[SPARK-23690][ML] Add handleinvalid to VectorAssembler

Yogesh Garg · Robert Kruszewski · commit f9927a5db3cc · 2018-04-04T09:13:37.000+01:00
## What changes were proposed in this pull request? Introduce `handleInvalid` parameter in `VectorAssembler` that can take in `"keep", "skip", "error"` options. "error" throws an error on seeing a row containing a `null`, "skip" filters out all such rows, and "keep" adds relevant number of NaN. "keep" figures out an example to find out what this number of NaN s should be added and throws an error when no such number could be found. ## How was this patch tested? Unit tests are added to check the behavior of `assemble` on specific rows and the transformer is called on `DataFrame`s of different configurations to test different corner cases. Author: Yogesh Garg <yogesh(dot)garg()databricks(dot)com> Author: Bago Amirbekian <bago@databricks.com> Author: Yogesh Garg <1059168+yogeshg@users.noreply.github.com> Closes apache#20829 from yogeshg/rformula_handleinvalid.
diff --git a/mllib/src/main/scala/org/apache/spark/ml/feature/StringIndexer.scala b/mllib/src/main/scala/org/apache/spark/ml/feature/StringIndexer.scala
@@ -234,7 +234,7 @@ class StringIndexerModel (
     val metadata = NominalAttribute.defaultAttr
       .withName($(outputCol)).withValues(filteredLabels).toMetadata()
     // If we are skipping invalid records, filter them out.

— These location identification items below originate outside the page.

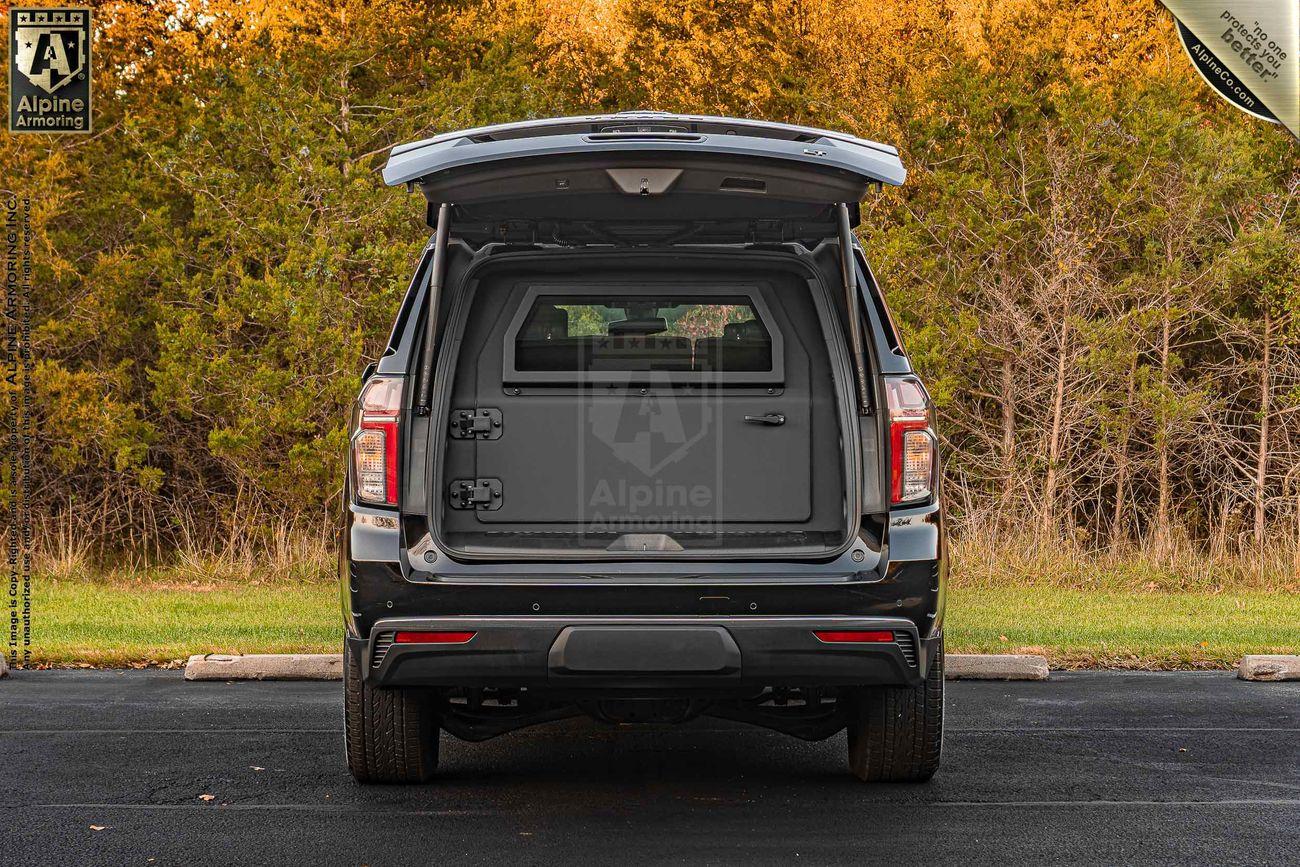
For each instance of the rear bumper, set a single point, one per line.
(644, 653)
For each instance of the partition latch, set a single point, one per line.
(476, 424)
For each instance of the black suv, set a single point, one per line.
(644, 445)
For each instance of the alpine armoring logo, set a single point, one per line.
(50, 61)
(1248, 51)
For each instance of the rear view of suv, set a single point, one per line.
(645, 446)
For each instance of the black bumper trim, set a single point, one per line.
(749, 653)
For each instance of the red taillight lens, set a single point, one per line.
(433, 637)
(837, 637)
(911, 442)
(375, 443)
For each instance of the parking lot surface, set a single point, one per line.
(143, 768)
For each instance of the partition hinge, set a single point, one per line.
(475, 424)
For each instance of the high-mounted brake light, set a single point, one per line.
(375, 443)
(911, 442)
(433, 637)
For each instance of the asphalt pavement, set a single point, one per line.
(1097, 767)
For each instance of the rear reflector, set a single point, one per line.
(433, 637)
(849, 637)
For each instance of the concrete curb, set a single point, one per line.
(995, 667)
(1269, 668)
(330, 667)
(264, 667)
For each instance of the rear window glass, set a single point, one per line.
(637, 333)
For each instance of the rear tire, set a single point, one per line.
(896, 733)
(389, 735)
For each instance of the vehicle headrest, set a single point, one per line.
(547, 324)
(746, 330)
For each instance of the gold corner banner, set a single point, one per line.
(1248, 51)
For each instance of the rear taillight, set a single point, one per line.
(375, 443)
(911, 442)
(853, 637)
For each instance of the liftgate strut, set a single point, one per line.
(436, 273)
(850, 300)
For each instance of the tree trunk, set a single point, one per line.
(1118, 524)
(1049, 486)
(1261, 460)
(1166, 326)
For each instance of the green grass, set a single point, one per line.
(116, 623)
(1123, 629)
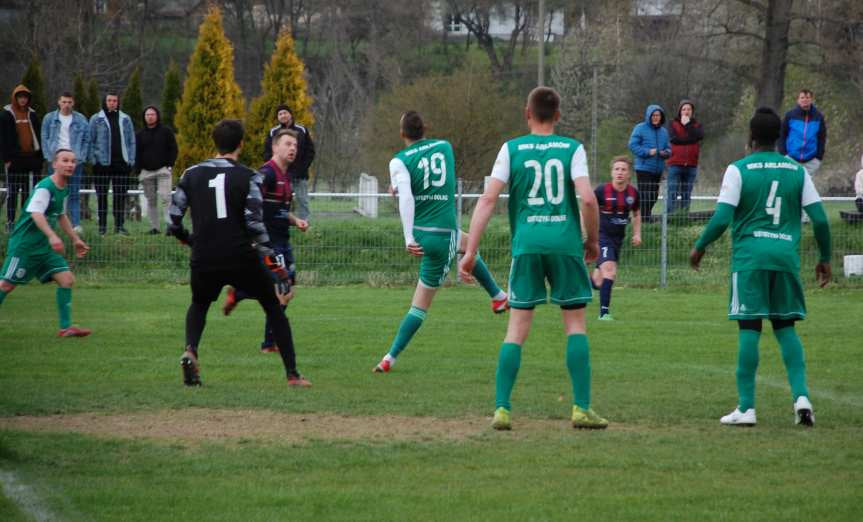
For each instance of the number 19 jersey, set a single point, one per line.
(543, 209)
(431, 167)
(768, 191)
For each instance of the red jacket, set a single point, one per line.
(684, 143)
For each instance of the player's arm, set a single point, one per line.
(400, 179)
(729, 198)
(811, 202)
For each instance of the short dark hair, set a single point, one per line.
(765, 126)
(543, 103)
(227, 135)
(412, 125)
(284, 132)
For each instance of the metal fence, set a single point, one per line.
(344, 246)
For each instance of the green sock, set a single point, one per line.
(747, 364)
(64, 307)
(409, 326)
(578, 364)
(792, 356)
(484, 277)
(508, 363)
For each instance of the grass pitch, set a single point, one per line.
(102, 429)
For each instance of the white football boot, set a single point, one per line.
(738, 418)
(803, 413)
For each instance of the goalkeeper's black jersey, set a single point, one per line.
(225, 201)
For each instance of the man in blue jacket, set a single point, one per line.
(112, 153)
(65, 128)
(804, 133)
(650, 146)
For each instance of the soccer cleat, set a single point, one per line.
(230, 301)
(189, 365)
(587, 419)
(298, 381)
(500, 306)
(803, 413)
(74, 331)
(739, 418)
(502, 420)
(383, 367)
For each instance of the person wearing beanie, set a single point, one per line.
(20, 136)
(299, 169)
(762, 198)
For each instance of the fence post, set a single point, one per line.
(663, 270)
(458, 209)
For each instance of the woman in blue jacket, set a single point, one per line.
(650, 146)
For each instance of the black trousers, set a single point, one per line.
(648, 190)
(118, 176)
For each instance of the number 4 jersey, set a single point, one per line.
(543, 210)
(768, 191)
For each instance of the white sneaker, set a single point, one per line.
(738, 418)
(803, 413)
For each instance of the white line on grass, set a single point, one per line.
(25, 497)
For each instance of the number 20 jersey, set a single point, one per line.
(768, 191)
(431, 166)
(543, 209)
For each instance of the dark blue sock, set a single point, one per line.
(605, 296)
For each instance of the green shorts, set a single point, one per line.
(439, 251)
(566, 275)
(19, 269)
(766, 294)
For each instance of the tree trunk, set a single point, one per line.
(774, 55)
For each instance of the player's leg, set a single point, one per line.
(485, 279)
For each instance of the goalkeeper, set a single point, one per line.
(226, 205)
(277, 193)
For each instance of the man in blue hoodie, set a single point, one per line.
(804, 133)
(650, 146)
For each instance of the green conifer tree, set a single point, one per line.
(210, 92)
(132, 103)
(283, 83)
(34, 81)
(171, 93)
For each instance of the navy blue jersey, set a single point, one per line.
(614, 209)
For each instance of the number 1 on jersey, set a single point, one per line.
(774, 204)
(218, 183)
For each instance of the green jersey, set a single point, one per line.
(543, 210)
(768, 191)
(424, 174)
(47, 199)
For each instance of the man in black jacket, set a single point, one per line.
(155, 156)
(299, 169)
(20, 136)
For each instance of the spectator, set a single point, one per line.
(20, 129)
(858, 187)
(804, 133)
(112, 149)
(299, 169)
(65, 128)
(649, 144)
(685, 134)
(156, 152)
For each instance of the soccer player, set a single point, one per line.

-    val (filteredDataset, keepInvalid) = getHandleInvalid match {
+    val (filteredDataset, keepInvalid) = $(handleInvalid) match {
       case StringIndexer.SKIP_INVALID =>
         val filterer = udf { label: String =>
           labelToIndex.contains(label)
diff --git a/mllib/src/main/scala/org/apache/spark/ml/feature/VectorAssembler.scala b/mllib/src/main/scala/org/apache/spark/ml/feature/VectorAssembler.scala
@@ -17,14 +17,17 @@
 
 package org.apache.spark.ml.feature
 
-import scala.collection.mutable.ArrayBuilder
+import java.util.NoSuchElementException
+
+import scala.collection.mutable
+import scala.language.existentials
 
 import org.apache.spark.SparkException
 import org.apache.spark.annotation.Since
 import org.apache.spark.ml.Transformer
 import org.apache.spark.ml.attribute.{Attribute, AttributeGroup, NumericAttribute, UnresolvedAttribute}
 import org.apache.spark.ml.linalg.{Vector, Vectors, VectorUDT}
-import org.apache.spark.ml.param.ParamMap
+import org.apache.spark.ml.param.{Param, ParamMap, ParamValidators}
 import org.apache.spark.ml.param.shared._
 import org.apache.spark.ml.util._
 import org.apache.spark.sql.{DataFrame, Dataset, Row}
@@ -33,10 +36,14 @@ import org.apache.spark.sql.types._
 
 /**
  * A feature transformer that merges multiple columns into a vector column.
+ *
+ * This requires one pass over the entire dataset. In case we need to infer column lengths from the
+ * data we require an additional call to the 'first' Dataset method, see 'handleInvalid' parameter.
  */
 @Since("1.4.0")
 class VectorAssembler @Since("1.4.0") (@Since("1.4.0") override val uid: String)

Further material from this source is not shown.